Moderate Islamist party Ennahda has become the largest in Tunisia’s parliament after several MPs of the secular Nidaa Tounes party resigned.
Seventeen Nidaa Tounes MPs vacated their seats last week in a row over the role of President Caid Essebsi’s son in the party, and 11 more MPs followed suit on Monday. The new resignations left the party with 58 seats out of a 217-member congress. Ennahda retains 69 seats.
Ennahda’s new majority will not immediately cause any drastic changes to the current government, which is a coalition that includes the Islamist party and Nidaa Tounes.
President Essebsi’s centre-left Nidaa Tounes party has been been riven by months of infighting, with the party’s former general secretary Mohsen Marzouk accusing Hefedh Caid Essebsi, the president’s son, of attempting a power grab.

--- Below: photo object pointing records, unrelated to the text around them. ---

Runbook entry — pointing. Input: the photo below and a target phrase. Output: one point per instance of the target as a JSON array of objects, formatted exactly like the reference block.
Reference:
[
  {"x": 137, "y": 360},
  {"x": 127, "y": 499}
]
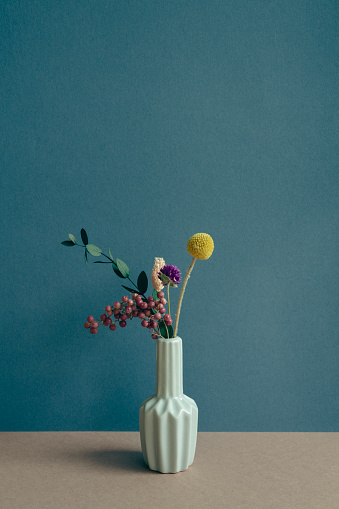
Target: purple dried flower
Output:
[{"x": 170, "y": 274}]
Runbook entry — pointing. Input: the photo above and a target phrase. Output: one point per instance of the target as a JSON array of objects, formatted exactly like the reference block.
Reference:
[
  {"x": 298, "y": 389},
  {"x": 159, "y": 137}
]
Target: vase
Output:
[{"x": 168, "y": 419}]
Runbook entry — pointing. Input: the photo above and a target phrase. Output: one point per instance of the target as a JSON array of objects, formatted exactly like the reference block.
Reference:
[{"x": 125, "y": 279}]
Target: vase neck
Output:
[{"x": 169, "y": 367}]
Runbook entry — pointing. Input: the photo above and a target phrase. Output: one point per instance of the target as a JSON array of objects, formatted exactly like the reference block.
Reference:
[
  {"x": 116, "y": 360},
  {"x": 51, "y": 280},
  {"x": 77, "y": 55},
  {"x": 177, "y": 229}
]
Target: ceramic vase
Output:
[{"x": 168, "y": 419}]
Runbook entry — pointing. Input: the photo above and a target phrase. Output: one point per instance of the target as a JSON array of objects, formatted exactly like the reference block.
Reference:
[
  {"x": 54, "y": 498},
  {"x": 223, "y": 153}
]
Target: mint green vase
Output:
[{"x": 168, "y": 419}]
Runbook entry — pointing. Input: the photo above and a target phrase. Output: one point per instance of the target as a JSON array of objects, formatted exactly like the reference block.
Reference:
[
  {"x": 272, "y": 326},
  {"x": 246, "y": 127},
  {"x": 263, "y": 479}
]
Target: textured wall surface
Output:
[{"x": 146, "y": 122}]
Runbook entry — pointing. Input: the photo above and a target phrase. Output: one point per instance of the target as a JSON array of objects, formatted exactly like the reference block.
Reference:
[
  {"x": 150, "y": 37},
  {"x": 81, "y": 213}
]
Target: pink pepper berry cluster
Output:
[{"x": 135, "y": 307}]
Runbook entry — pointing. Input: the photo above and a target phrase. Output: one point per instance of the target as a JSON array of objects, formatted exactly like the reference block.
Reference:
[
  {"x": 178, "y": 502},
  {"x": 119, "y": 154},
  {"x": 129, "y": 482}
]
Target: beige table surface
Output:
[{"x": 100, "y": 470}]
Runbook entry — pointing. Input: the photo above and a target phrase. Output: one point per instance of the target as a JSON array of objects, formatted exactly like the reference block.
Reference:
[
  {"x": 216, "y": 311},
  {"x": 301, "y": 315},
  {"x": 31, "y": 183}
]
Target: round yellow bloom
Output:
[{"x": 200, "y": 246}]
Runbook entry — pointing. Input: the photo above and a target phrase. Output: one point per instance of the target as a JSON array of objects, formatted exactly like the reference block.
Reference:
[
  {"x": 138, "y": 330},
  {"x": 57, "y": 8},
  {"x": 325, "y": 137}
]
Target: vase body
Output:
[{"x": 168, "y": 419}]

After Hafedh was appointed as the legal representative and the new general secretary of the party’s central committee, critics feared a hereditary power transfer and a return to the days of former dictator Zine El Abidine Ben Ali. The party has been split for months between support for Marzouk, a founding member, and the president’s son. Marzouk resigned in late December, and has said he will form a new Tunisian political party.
During a conference in Sousse on Sunday, Nidaa Tounes extended a warm welcome to the leader of the rival Ennahda party, Rachid Ghannoushi. The conference came just days after a major reshuffle saw top cabinet posts like interior and foreign minister reassigned.

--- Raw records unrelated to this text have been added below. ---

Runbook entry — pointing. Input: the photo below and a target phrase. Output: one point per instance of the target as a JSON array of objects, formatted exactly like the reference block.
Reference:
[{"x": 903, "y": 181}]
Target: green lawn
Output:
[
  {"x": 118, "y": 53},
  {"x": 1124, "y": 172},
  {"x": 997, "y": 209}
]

During the conference, Ghannoushi’s seven-minute speech was interrupted by applause from the delegates on 17 separate occasions.
In his speech, Ghannoushi praised Essebsi, giving his support to the leader’s “politics of concord”.
“I am happy to see a strong, united Nidaa Tounes, and I am sure that President Caid Essebsi is also happy to see a strong, united Ennahda,” he added.
Nidaa Tounes was founded in 2012 in response to the Ennahda party taking power in the post-revolution parliament. The centre-left party is a secular alliance made up of leftists, nationalists and former members of Ben Ali’s government. It gained a majority in parliament in 2014, when Essebsi became president.
Tunisia’s democratic transition following the 2011 Arab uprisings has largely been a success story, with the country adopting a progressive constitution in January 2014.
However, Tunisia has also faced sporadic attacks by hardline militants, including a bloody attack on the resort town of Sousse that killed 38 people, 30 of them British tourists. Thousands of young Tunisians have joined militant groups including Islamic State to fight in Syria and Libya.
The country has also struggled to revive the economy and provide work opportunities – particularly for its young people, who ignited the 2011 revolution that toppled Ben Ali largely based on economic disenfranchisement.